Lesson 2 | Database design strategy |
Objective | Describe the Overall Strategy of Database Design |
Database Design Strategy
In designing a relational database, there are a number of objectives to keep in mind. Some the database designer controls and some depend, to varying degrees, on other factors in the database environment.
Design Objectives
Three important database-design objectives that the designer controls include:
- Ensuring that information is delivered in a consistent manner
- Eliminating data redundancy (duplicate data)

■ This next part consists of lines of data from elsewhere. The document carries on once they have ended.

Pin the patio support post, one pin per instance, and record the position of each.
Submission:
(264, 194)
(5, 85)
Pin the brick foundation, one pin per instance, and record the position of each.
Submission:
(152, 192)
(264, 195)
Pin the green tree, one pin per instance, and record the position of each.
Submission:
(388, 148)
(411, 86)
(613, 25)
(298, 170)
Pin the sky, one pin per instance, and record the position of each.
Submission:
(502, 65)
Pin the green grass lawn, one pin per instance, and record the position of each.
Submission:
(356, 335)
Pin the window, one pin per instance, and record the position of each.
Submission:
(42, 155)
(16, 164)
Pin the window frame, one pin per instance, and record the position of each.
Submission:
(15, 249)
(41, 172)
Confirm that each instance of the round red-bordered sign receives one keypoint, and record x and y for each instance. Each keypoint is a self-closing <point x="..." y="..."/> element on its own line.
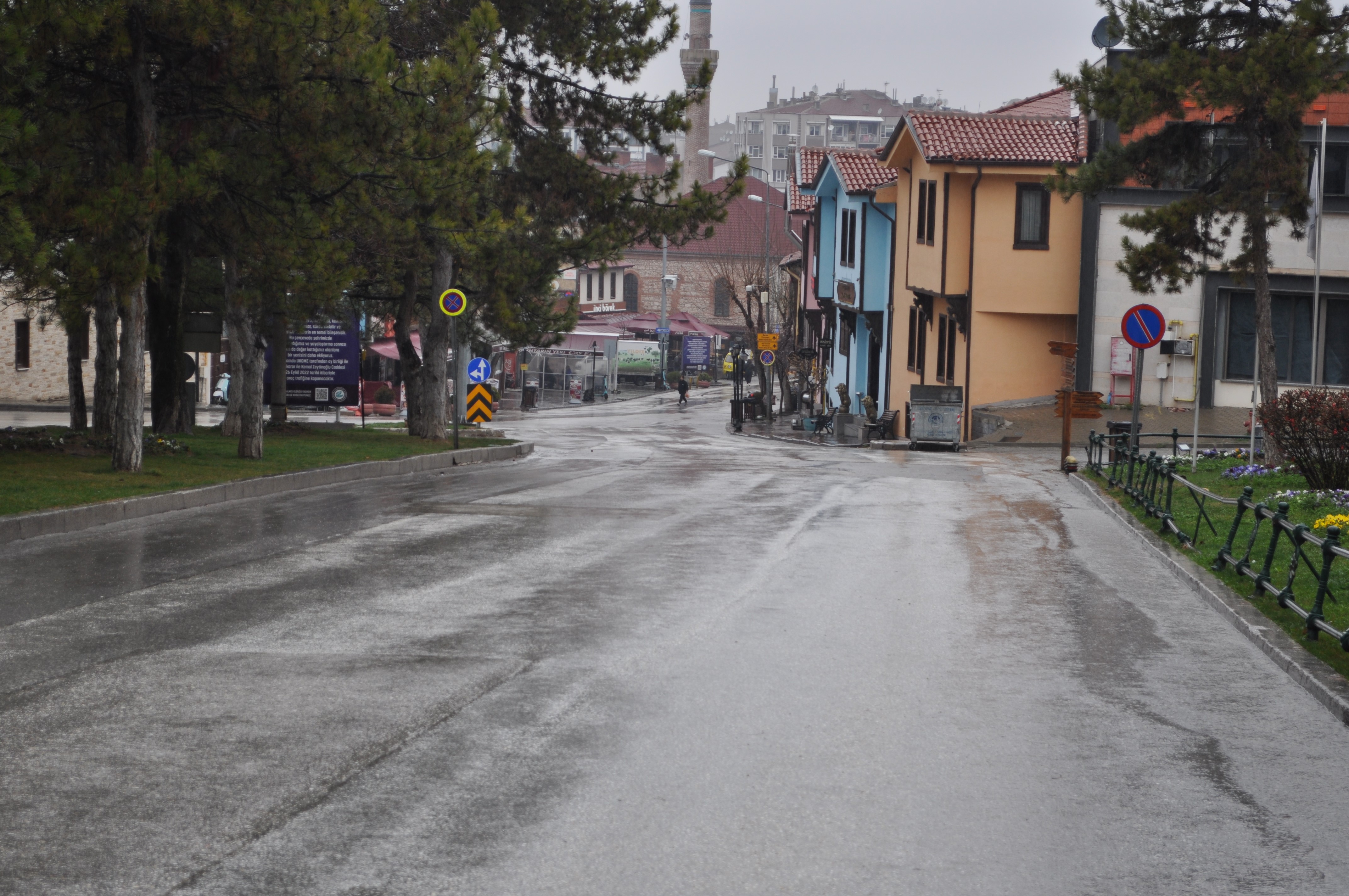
<point x="1143" y="327"/>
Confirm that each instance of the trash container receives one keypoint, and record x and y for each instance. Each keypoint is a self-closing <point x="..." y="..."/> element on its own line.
<point x="1117" y="428"/>
<point x="935" y="415"/>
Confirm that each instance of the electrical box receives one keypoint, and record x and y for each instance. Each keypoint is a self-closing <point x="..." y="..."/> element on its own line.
<point x="1184" y="347"/>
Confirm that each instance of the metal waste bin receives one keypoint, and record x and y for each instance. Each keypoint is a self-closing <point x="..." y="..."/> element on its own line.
<point x="935" y="415"/>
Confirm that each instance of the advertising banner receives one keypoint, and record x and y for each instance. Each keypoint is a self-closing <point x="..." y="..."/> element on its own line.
<point x="698" y="351"/>
<point x="323" y="365"/>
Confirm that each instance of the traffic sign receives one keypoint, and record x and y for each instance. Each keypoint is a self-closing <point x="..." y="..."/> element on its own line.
<point x="454" y="301"/>
<point x="1143" y="326"/>
<point x="479" y="370"/>
<point x="479" y="405"/>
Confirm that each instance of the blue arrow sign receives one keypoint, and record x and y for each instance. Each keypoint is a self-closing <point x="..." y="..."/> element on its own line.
<point x="479" y="370"/>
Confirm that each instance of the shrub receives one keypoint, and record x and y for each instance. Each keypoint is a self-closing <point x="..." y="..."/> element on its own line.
<point x="1312" y="427"/>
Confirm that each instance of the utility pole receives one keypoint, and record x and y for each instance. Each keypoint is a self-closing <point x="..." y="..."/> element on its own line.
<point x="664" y="327"/>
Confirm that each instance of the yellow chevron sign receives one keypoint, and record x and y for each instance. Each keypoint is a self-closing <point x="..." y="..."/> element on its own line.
<point x="479" y="405"/>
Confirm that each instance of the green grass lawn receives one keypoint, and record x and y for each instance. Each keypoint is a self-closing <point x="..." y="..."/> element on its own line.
<point x="1185" y="511"/>
<point x="44" y="479"/>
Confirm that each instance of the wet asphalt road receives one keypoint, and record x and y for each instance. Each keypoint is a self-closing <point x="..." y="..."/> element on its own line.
<point x="651" y="659"/>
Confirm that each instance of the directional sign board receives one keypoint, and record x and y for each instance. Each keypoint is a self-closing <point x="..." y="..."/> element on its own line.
<point x="1085" y="405"/>
<point x="1143" y="326"/>
<point x="479" y="370"/>
<point x="479" y="405"/>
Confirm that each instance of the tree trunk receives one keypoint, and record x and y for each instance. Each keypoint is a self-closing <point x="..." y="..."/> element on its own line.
<point x="77" y="341"/>
<point x="169" y="409"/>
<point x="130" y="419"/>
<point x="246" y="361"/>
<point x="280" y="344"/>
<point x="408" y="356"/>
<point x="104" y="361"/>
<point x="129" y="426"/>
<point x="435" y="333"/>
<point x="1266" y="358"/>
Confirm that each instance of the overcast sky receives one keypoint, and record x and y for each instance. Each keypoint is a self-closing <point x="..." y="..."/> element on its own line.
<point x="977" y="53"/>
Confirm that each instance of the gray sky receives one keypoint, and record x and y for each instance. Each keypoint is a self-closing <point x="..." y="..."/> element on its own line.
<point x="978" y="53"/>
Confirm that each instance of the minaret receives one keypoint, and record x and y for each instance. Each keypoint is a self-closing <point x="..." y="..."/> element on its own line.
<point x="698" y="168"/>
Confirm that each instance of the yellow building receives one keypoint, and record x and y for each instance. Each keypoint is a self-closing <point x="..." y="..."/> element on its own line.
<point x="987" y="260"/>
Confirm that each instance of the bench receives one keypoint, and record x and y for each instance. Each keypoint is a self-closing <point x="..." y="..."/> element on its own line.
<point x="884" y="426"/>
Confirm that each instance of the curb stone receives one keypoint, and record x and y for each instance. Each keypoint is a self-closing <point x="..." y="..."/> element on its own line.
<point x="1316" y="678"/>
<point x="44" y="523"/>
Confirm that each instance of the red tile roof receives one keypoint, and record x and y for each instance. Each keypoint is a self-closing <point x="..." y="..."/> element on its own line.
<point x="809" y="162"/>
<point x="1051" y="103"/>
<point x="996" y="138"/>
<point x="861" y="172"/>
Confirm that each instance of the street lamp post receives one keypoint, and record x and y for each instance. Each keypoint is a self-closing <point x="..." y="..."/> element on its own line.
<point x="764" y="295"/>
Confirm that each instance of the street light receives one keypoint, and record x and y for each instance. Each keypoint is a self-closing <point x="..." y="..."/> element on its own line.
<point x="764" y="293"/>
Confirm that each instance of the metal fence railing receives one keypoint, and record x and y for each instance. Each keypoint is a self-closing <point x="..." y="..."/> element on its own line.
<point x="1151" y="482"/>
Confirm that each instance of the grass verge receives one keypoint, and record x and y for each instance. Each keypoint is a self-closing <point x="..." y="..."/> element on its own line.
<point x="1205" y="551"/>
<point x="71" y="474"/>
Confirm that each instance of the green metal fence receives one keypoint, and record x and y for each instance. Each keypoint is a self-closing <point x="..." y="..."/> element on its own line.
<point x="1153" y="484"/>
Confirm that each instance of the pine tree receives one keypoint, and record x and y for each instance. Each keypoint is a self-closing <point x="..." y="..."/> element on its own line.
<point x="1251" y="69"/>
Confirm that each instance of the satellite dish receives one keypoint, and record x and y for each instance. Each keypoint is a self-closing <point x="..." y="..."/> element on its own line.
<point x="1108" y="33"/>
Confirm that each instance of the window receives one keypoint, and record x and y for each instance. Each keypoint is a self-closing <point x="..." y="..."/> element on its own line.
<point x="1291" y="338"/>
<point x="950" y="350"/>
<point x="722" y="297"/>
<point x="1337" y="160"/>
<point x="629" y="292"/>
<point x="927" y="212"/>
<point x="914" y="337"/>
<point x="83" y="339"/>
<point x="941" y="349"/>
<point x="848" y="238"/>
<point x="1033" y="216"/>
<point x="21" y="343"/>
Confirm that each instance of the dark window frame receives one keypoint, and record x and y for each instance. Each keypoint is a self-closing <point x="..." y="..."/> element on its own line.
<point x="630" y="296"/>
<point x="721" y="297"/>
<point x="22" y="343"/>
<point x="914" y="338"/>
<point x="1043" y="244"/>
<point x="941" y="347"/>
<point x="923" y="212"/>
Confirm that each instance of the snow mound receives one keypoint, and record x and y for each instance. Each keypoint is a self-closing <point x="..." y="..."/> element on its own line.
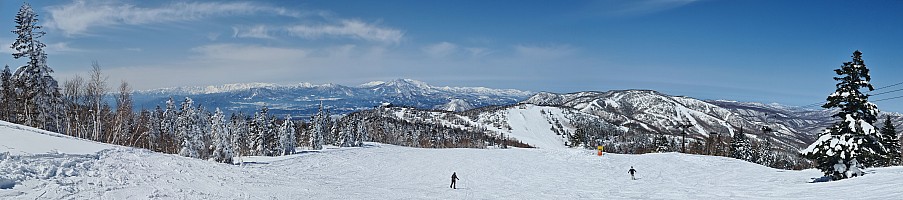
<point x="23" y="140"/>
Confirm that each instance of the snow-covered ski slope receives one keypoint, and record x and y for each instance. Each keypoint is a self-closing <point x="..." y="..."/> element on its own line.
<point x="379" y="171"/>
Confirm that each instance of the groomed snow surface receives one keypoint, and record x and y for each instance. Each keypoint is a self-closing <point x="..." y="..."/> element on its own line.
<point x="379" y="171"/>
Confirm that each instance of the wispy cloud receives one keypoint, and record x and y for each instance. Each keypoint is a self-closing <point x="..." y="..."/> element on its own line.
<point x="637" y="7"/>
<point x="61" y="47"/>
<point x="237" y="52"/>
<point x="348" y="28"/>
<point x="544" y="52"/>
<point x="258" y="31"/>
<point x="80" y="16"/>
<point x="440" y="50"/>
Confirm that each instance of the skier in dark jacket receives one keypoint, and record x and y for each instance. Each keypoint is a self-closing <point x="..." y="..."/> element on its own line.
<point x="454" y="177"/>
<point x="631" y="172"/>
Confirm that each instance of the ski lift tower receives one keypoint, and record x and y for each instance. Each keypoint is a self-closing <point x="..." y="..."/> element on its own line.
<point x="683" y="127"/>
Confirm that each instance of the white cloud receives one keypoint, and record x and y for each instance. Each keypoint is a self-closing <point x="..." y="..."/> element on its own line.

- Preserving existing data when deleting unwanted data
As you move through this course, it will now become clear how good database design can impact overall robustness.
- speed and
- efficiency
of a relational database.
Other important design objectives are either influenced or controlled by the RDBMS, the network operating system (NOS) and network configuration, or the computer hardware. These objectives include:
- Maximizing the speed of database operations
- Enforcing data integrity[1]
- Achieving database security
Problems with data integrity occur when a value in one table that is supposed to relate to a value in another cannot, because the second value either has been deleted or was never entered. Maximizing the speed of database operations, for example, certainly depends on database design. But speed also depends on the RDBMS, the network configuration, and the computer hardware. While data integrity is imposed early in database design, enforcing data integrity relies on the capabilities of the RDBMS. On the whole, database security is controlled by both the RDBMS and network security. From this point on in the course, the term databases refers to relational databases, unless otherwise indicated.
There are two ways to approach database design.
- One is to focus on the subject matter with which the database is concerned;
- the other is to focus on the application in which the database will be created and viewed.
The next lesson takes a look at the first of these approaches: the subject approach.
[1]data integrity: A term used to describe the quality (in terms of accuracy, consistency, and validity) of data in a database, in the sense that values required to enforce data relationships actually exist.